To leave these features and come to consideration of scenic charms, there can be no higher praise than to say that at night Torquay picturesqueness reaches the acme of theatric scene-painting. To return, when the moon is shining, to Torquay from Paignton, is to experience a thrill of decorative pleasure that few other places can confer. A great bar of silver moonlight, all alive with ripples, mingles with terrestrial illuminations of villas and climbing hillside roads, garish yellow by comparison. Below, in the harbour, red and green and yellow lights of smacks and vessels of many builds dance in streaky minuets upon lazy tides, while on the horizon the mast-head lanterns of Brixham boats rise and fall giddily from crest to trough of Channel waves.

Torquay has many climates, from the warm and dense atmosphere of Fleet Street and Union Street to the mellow lapping of Torbay air by the rise of Park Hill, or the robustious breezes of Warberry Hill, farther inland. And thus Torquay pleases every variety of the querulous invalid: these feeble folk lie here in strata, elevated or depressed, as best befits their individual complaints.
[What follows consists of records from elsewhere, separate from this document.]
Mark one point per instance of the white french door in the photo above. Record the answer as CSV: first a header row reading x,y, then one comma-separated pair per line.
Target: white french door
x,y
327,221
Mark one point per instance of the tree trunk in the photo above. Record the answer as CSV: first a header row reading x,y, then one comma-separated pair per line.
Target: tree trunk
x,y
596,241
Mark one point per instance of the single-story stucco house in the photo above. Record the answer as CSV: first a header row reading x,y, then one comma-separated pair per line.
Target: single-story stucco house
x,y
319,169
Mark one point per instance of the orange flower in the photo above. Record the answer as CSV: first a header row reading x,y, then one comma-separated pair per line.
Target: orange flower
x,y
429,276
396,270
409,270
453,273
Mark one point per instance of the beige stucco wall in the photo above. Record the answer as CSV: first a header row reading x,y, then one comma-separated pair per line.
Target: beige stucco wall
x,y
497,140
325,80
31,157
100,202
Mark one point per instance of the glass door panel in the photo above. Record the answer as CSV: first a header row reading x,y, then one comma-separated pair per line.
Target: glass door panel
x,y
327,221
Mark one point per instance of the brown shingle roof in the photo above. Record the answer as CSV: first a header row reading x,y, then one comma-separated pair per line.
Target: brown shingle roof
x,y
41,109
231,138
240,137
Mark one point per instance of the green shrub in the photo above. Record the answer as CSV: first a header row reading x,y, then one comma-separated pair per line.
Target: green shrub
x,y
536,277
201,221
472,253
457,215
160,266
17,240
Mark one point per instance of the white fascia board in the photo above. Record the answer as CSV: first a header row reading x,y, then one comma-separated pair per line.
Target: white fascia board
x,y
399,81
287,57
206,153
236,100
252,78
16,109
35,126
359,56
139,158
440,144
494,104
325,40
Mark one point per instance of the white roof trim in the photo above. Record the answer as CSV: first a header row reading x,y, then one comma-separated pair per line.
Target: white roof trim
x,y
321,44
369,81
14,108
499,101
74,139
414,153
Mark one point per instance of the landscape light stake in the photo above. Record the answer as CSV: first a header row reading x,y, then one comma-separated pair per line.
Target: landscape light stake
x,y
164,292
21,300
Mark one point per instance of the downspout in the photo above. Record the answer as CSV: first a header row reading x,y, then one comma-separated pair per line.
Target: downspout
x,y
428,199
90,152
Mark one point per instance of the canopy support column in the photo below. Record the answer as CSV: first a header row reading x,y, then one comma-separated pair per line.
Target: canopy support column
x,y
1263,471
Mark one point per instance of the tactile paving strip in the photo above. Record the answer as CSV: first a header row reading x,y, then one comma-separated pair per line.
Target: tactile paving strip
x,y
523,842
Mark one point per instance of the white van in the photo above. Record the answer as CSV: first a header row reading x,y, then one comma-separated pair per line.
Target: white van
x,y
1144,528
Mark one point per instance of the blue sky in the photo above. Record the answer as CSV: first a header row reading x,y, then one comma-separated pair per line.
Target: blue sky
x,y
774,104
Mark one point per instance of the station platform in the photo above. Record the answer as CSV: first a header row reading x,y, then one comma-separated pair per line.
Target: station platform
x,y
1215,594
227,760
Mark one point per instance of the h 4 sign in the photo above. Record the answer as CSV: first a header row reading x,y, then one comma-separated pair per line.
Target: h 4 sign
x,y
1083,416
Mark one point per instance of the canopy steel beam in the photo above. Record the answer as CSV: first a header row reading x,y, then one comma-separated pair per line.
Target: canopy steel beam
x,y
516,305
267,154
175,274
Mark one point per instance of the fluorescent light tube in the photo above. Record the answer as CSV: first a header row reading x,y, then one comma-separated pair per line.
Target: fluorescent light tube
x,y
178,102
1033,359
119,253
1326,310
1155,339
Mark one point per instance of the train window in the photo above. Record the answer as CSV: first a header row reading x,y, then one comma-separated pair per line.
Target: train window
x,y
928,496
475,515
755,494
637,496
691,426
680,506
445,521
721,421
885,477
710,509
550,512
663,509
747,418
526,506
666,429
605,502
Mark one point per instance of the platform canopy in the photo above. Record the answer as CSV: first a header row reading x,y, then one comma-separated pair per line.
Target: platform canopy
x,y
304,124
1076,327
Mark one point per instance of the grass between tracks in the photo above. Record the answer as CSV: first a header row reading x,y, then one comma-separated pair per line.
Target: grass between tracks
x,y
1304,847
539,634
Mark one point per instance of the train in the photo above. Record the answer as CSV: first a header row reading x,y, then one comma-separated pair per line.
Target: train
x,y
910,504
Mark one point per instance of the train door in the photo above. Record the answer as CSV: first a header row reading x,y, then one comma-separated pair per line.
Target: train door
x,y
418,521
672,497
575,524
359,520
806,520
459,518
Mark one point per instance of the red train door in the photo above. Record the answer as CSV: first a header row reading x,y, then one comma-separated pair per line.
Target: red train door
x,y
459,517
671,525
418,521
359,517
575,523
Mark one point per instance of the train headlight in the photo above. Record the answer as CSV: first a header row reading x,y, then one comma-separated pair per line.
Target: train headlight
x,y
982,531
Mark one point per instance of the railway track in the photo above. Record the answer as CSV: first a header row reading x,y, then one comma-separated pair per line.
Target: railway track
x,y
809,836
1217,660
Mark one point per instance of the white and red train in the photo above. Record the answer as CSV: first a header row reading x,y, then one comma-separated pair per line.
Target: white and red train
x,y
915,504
Since Dutch William landed at Brixham, and so marched through Torquay to Newton Abbot with his heavy crew of Hollanders, the place has had no history save only the smooth and simple annals of what auctioneers and land-agents call a “rising watering-place.” And Torquay has been rising any time these hundred years, until it has at length been blessed with the left-handed blessings of a Mayor and Corporation. These be weighty matters, and Torquay celebrated its Charter Day last year with all the becoming pomp of so great and glorious an occasion. Minor happenings there have been that remain tinged with the bitter irony of circumstance, as when Napoleon, a captive on board the Bellerophon (the “Billy Ruffian” of an untutored crew reckless of the classics) was brought into Torbay, within sight of the diminutive Torquay of that time. The conquered conqueror was reduced to the status of a Richardson’s show, to be peeped at by that “nation of shopkeepers” which he had so gratuitously despised.[3] That nation, or rather, this southern coast portion of it, had been not a little uneasy at Napoleon’s preparations for invasion, and had been strenuously devising defences, with quaking hearts; while the populace sang, to keep its pecker up, such reassuring songs about the improbable, as that of which the following stanza is a specimen:—

“When husbands with their wives agree,
And maids won’t wed from modesty,
Then little Bony he’ll pounce down,
And march his men on London town.”

After which followed the rousing chorus—

“Rollickum rorum, tol-lol lorum,
Rollickum rorum, tol-lol lay.”

And these matters are Torquay’s sole concern with political history. Happy town, say I.


XL.

Three miles of a delightfully undulating road that leads close by the shores of the bay, and at length we reached Paignton about nine o’clock. Paignton lives on the leavings of Torquay, and a decent subsistence they seem to afford. It is unromantically celebrated for its cabbages, and peculiar for the German nomenclature of its hotels. The whole place is singularly and indecently Teutonic, a sort of Pumpernickel, and its chief street might appropriately be termed the Donnerwetterplatz, from the epithets called from us by its promiscuous stones. One anachronism there is in this Germanic town—German bands are plenty. We know, do we not, that these pests are found everywhere but in the land of their birth. But, come to think of it, where does the German band practise? The flippant will say that to assume any practice on their part would be an assumption of wildest extravagance; but, seriously, they must practise sometimes and somewhere; but where and when? Did you ever hear them at it? Did you ever see a dead donkey? Never! I have heard volunteer bands practise and have survived—chastened ’tis true. They have their drill-halls in which to harmonise in some sort; but (fearful thought) German bands must practise in their lodgings. I can think of few things more dreadful than to be their ill-fated neighbour.